This will be an informal conversation with Elizabeth Steinway about her current research on early modern gynecological texts, pregnancy portraits, and the dramatic representation of pregnant queens and royal wombs. Dr. Steinway’s examination of the spectacle of pregnancy speaks to the continued cultural fascination with the identification of pregnant bodies, particularly those on the public stage (Rihanna’s recent Super Bowl performance, anyone?). 

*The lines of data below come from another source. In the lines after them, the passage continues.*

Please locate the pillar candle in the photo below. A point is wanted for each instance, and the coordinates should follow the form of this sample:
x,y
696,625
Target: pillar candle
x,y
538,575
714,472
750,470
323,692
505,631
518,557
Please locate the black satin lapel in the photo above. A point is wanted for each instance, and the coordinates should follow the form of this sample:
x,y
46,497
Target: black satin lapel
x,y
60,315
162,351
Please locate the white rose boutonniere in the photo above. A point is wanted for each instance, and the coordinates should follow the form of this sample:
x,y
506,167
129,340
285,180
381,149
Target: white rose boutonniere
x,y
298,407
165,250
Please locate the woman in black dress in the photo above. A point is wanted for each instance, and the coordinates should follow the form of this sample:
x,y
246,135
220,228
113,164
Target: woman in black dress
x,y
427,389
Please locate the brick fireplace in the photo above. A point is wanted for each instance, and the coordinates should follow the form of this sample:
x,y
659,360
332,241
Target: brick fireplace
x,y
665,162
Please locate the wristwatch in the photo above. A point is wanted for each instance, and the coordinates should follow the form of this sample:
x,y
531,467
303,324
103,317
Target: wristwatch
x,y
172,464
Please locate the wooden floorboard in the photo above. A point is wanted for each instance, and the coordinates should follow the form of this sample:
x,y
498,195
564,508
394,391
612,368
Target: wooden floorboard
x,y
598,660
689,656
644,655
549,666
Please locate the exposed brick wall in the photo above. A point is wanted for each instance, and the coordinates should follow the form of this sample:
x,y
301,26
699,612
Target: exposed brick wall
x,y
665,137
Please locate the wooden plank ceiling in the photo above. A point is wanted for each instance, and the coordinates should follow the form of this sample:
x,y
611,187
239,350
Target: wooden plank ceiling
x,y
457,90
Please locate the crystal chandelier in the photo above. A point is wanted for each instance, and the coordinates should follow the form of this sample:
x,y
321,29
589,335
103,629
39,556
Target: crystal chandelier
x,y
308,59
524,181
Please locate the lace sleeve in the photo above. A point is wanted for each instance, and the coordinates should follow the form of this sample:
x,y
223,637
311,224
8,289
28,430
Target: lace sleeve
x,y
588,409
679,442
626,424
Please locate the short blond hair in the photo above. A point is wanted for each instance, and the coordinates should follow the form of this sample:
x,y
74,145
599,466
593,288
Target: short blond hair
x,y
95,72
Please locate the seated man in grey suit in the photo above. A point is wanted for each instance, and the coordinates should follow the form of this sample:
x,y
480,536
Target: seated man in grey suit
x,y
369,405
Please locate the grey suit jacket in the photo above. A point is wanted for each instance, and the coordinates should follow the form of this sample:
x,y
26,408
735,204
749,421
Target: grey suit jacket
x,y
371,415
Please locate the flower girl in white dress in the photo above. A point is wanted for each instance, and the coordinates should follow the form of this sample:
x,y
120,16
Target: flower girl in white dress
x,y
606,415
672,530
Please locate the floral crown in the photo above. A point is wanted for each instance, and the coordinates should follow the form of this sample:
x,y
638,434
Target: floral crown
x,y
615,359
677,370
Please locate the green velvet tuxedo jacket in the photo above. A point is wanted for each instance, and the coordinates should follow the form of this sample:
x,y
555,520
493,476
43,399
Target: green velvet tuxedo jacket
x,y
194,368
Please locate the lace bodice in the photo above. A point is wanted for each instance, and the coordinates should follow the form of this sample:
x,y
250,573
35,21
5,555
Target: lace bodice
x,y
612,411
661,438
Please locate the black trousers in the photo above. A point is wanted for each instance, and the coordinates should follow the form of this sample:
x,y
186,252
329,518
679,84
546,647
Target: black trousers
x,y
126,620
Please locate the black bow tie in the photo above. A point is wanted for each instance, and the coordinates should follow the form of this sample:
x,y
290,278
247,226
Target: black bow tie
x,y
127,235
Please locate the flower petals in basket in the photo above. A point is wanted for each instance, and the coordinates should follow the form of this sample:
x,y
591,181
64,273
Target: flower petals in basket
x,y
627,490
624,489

The performance of queenship is bound up in the spectacle of both pregnancy and maternity. In 1533, Anne Boleyn was five months pregnant at her coronation, and her reproductive status was celebrated with commendatory verses that commented on her future as “a fruitful mother of men-children.” Anne did not produce these desired male children, and her reproductive body was the subject of public discourse throughout her time as queen consort. Similar investment in the royal womb carried over to the queens that followed her; the womb, in particular, was represented as either conducive to the health of the nation or hostile to its stability. In early modern England, the desire to see and understand the womb is reflected in the proliferation of gynecological texts published in the sixteenth- and seventeenth-centuries. With contemporary reproductive discourses that increasingly focused on visualizing the womb, the body of the queen becomes a productive space to examine how early modern theories of reproduction manifest on a larger stage, both theatrically and politically.